After shedding more than 40 pounds, Southwestern Michigan College sophomore Samantha Jackson is meticulous about measuring what she eats.
The 20-year-old business major from LaPorte, Ind., is a third of the way to her 120-pound goal.
Jackson works out every day but Sunday at the Student Activity Center of the Charles O. Zollar Building on the Dowagiac campus.
Weighing herself last summer, “I hit a number I didn’t ever want to see again,” said Jackson, who followed a cousin to SMC and works at a residence hall front desk.
She graduated from South Central Junior-Senior High School in Union Mills, Ind. Her family owns a coffee shop in LaPorte, where her father is a city police officer.
Her youngest sister, a freshman in high school, also dropped 50 pounds.
“My other sister is just lucky,” Jackson said. “She’s already skinny and can eat whenever she wants and not gain anything.”
Jackson, studying business to become an event planner, not only feels better about herself, she wants to set a positive example that encourages others.
“Never quit,” she said. “You just have to have the mindset to get that confidence and keep going.
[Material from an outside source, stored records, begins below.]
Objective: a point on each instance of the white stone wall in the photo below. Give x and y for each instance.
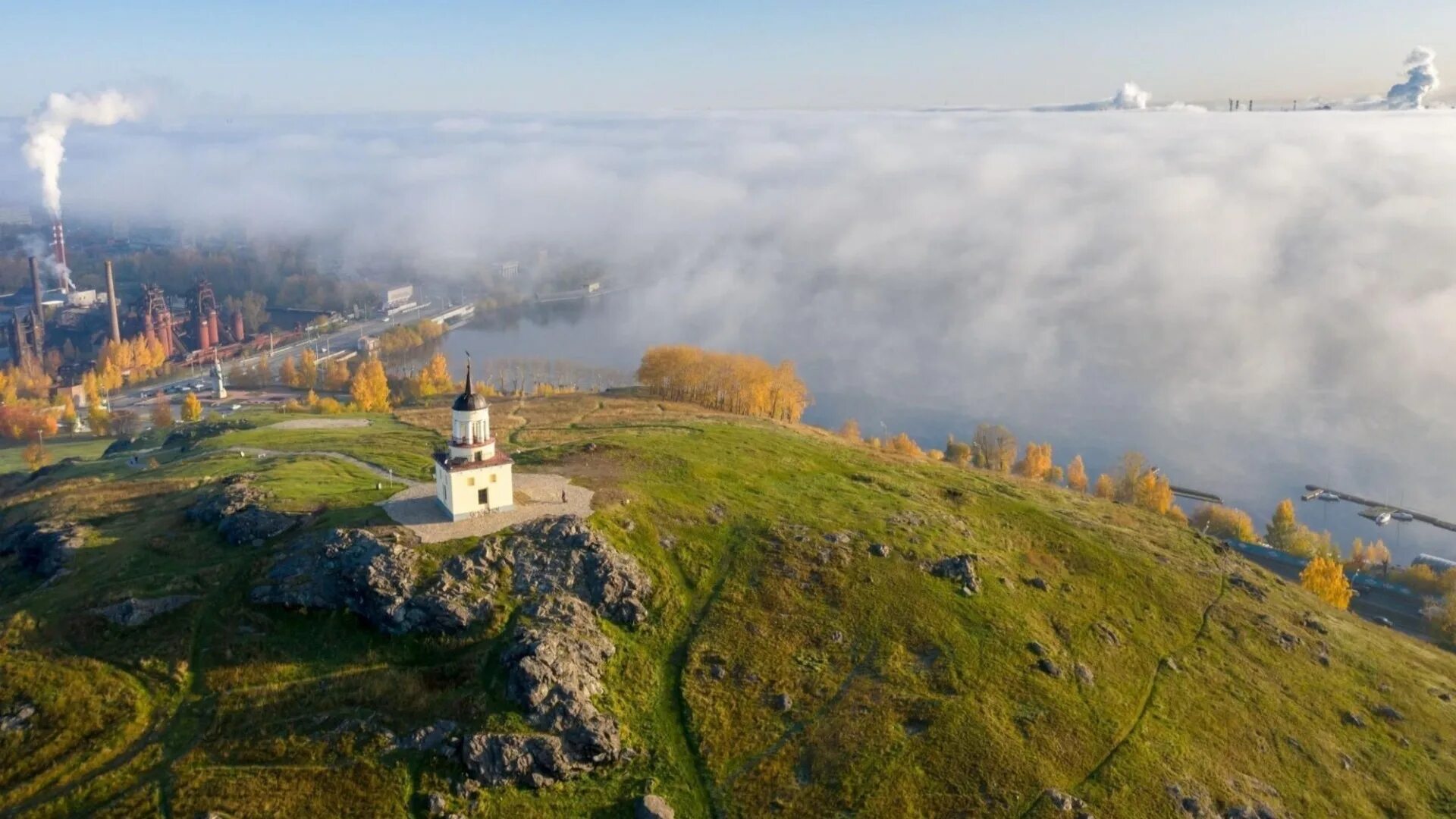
(459, 491)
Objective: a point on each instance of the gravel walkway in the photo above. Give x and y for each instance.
(319, 423)
(419, 509)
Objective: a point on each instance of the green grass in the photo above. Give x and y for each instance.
(908, 697)
(12, 457)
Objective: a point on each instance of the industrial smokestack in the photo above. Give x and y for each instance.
(39, 311)
(111, 303)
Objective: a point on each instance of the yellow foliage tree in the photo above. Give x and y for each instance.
(1283, 526)
(335, 375)
(745, 385)
(191, 409)
(1327, 579)
(370, 387)
(1037, 461)
(1076, 475)
(1223, 522)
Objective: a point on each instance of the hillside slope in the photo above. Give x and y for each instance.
(805, 651)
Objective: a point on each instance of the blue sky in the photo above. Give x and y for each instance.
(648, 55)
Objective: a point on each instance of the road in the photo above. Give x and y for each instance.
(343, 338)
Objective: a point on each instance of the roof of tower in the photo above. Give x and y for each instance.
(469, 400)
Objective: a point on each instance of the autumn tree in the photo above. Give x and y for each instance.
(1036, 464)
(1076, 475)
(289, 372)
(1283, 526)
(370, 387)
(162, 413)
(191, 409)
(1327, 579)
(1223, 522)
(745, 385)
(957, 452)
(993, 447)
(335, 375)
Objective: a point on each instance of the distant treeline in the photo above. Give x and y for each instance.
(745, 385)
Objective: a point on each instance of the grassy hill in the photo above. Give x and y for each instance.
(785, 667)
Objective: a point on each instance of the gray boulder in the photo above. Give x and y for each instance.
(17, 719)
(42, 548)
(237, 509)
(554, 670)
(533, 761)
(960, 569)
(563, 554)
(133, 611)
(653, 806)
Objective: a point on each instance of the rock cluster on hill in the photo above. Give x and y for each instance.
(554, 657)
(239, 513)
(42, 548)
(382, 582)
(133, 611)
(554, 670)
(563, 554)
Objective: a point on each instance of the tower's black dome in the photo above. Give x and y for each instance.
(469, 400)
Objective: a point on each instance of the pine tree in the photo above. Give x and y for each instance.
(1076, 475)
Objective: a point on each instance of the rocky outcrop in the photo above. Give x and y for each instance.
(653, 806)
(42, 548)
(351, 569)
(17, 719)
(563, 554)
(554, 664)
(239, 513)
(133, 611)
(960, 569)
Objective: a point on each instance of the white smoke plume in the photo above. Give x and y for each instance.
(1130, 96)
(1421, 79)
(46, 148)
(1256, 302)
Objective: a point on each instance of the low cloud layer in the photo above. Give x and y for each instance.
(1254, 300)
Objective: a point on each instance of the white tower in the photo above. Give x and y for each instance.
(471, 475)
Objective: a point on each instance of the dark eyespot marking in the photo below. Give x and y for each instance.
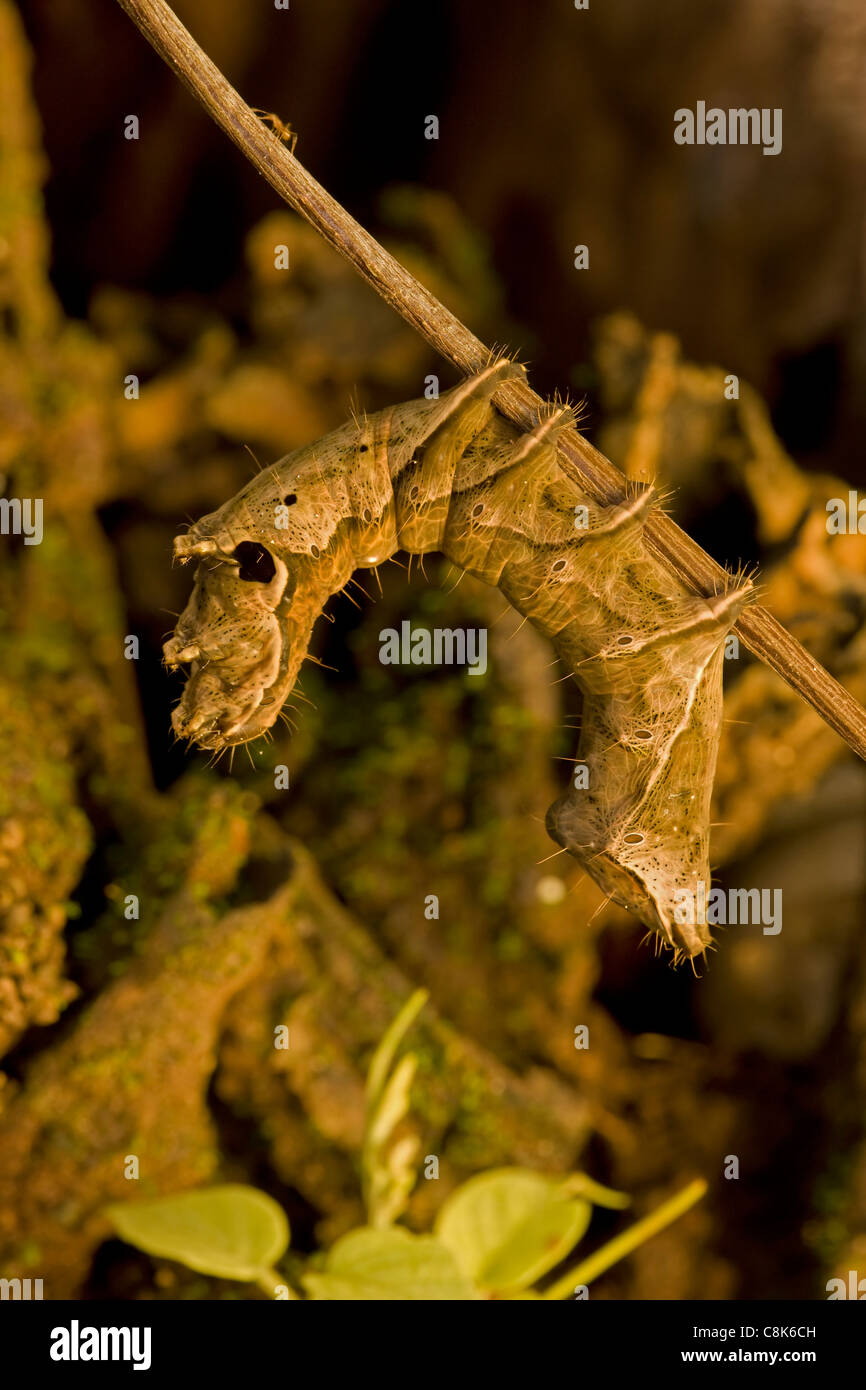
(255, 563)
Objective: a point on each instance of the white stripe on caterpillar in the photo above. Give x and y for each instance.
(453, 476)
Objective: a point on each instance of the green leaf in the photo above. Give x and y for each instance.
(510, 1226)
(388, 1265)
(385, 1052)
(232, 1232)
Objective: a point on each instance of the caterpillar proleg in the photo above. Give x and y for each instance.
(453, 476)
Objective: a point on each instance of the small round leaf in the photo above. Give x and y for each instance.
(232, 1232)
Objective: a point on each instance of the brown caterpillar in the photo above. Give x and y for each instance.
(453, 476)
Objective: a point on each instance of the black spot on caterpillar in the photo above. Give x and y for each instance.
(453, 476)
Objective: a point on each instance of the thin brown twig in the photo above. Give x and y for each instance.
(759, 631)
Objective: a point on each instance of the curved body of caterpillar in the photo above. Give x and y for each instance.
(453, 476)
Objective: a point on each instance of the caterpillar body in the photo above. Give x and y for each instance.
(453, 476)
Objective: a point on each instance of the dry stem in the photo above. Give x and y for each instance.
(599, 478)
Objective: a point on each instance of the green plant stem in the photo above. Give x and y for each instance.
(620, 1246)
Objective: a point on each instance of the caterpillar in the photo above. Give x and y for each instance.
(453, 476)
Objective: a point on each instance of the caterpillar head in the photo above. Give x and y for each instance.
(641, 872)
(241, 640)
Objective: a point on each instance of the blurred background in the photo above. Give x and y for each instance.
(156, 257)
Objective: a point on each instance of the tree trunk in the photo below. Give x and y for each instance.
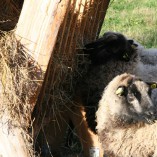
(37, 30)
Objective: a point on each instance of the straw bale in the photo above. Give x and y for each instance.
(18, 82)
(9, 13)
(67, 65)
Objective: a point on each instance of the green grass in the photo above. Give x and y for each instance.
(136, 19)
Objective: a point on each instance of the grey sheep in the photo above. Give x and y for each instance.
(126, 118)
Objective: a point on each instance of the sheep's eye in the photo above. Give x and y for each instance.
(125, 56)
(153, 86)
(120, 91)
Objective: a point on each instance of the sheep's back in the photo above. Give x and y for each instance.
(131, 142)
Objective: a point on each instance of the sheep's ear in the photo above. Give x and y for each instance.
(95, 44)
(152, 85)
(130, 41)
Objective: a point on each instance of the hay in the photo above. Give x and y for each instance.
(9, 13)
(18, 84)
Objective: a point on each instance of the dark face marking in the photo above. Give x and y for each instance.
(133, 89)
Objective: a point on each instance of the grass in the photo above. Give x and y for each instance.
(134, 18)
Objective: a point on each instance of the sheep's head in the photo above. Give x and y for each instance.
(125, 101)
(111, 45)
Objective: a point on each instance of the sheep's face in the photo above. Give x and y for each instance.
(127, 101)
(111, 45)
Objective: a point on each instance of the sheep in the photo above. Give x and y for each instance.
(111, 55)
(108, 59)
(126, 117)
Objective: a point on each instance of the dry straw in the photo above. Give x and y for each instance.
(18, 83)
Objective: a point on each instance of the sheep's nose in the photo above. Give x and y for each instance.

Once I started, it became easier to keep going.”
Being bigger had become a detriment in her life.
She played basketball and caught in softball until exiting team sports as insecurity mounted and self-esteem slid.
“I just had to stop,” she said. “I couldn’t keep up with the conditioning.”
She developed exercise-induced asthma, with an inhaler to bolster her labored breathing.
Now, “Random people stop me on campus,” she said. “They know me, but I don’t know them. They have questions about what to do in the gym to get to their goal or, ‘I’m eating this, is that okay?’ I like it, but I feel like I’ll be more helpful once I get to my actual goal. I do a lot of reading on health stuff. The gym helps burn calories, but eating is the main thing. I realized I was picking up stuff when I was out or snacking when I was bored. I don’t eat out of the chip bag anymore. If I really want Doritos, and one serving is 15 chips, I count them into an individual plastic Baggie.”
In October she acquired MyFitnessPal, a smartphone app.
“You put in weight and height information and it spits out how many calories your body should be having. When you work out, as a reward, it gives you extra calories back. Every 10 pounds I drop my calories. I started at 2,500. Now I’m down to 1,700. Minimum for women is 1,200. You never want to eat less than 1,200.
“I’ve learned what to look for when I go grocery shopping. I feel like I pay a little bit more for healthier food than grabbing quick and easy, but I’ve learned to make a lot of stuff. We have a really nice kitchen. I have a blender and make a lot of smoothies.”
She “scans everything with a bar code” into her app.
“I realize how much I ate before without thinking,” Jackson said. “Logging it, you really see what you’re eating. It’s hard, but I have so much motivation right now, it’s easy.”
“Each week I try to lose two pounds. When I hit that, I feel better. When I hit 40, that’s more than I’ve ever lost before. The last time I tried to lose weight, I made it to 20 pounds and stopped — then gained it back.
“This summer I’ll be here, taking classes and ‘living’ at the Student Activity Center. I work out for an hour, but I’m usually there for two. I’ve been on all those cardio machines. I do some weights for tone. And I love to swim — I used to be a lifeguard — so I use the pool. I’m doing the virtual triathlon and the Dirty Bird, which I did last year. It’s hard with the obstacles.”
After finishing at SMC in December, she expects to transfer to Purdue North Central in Westville, Ind.
How will she celebrate attaining her goal?
“I really want to throw a party,” Jackson said, “but I know I can’t stop there because of my body type.”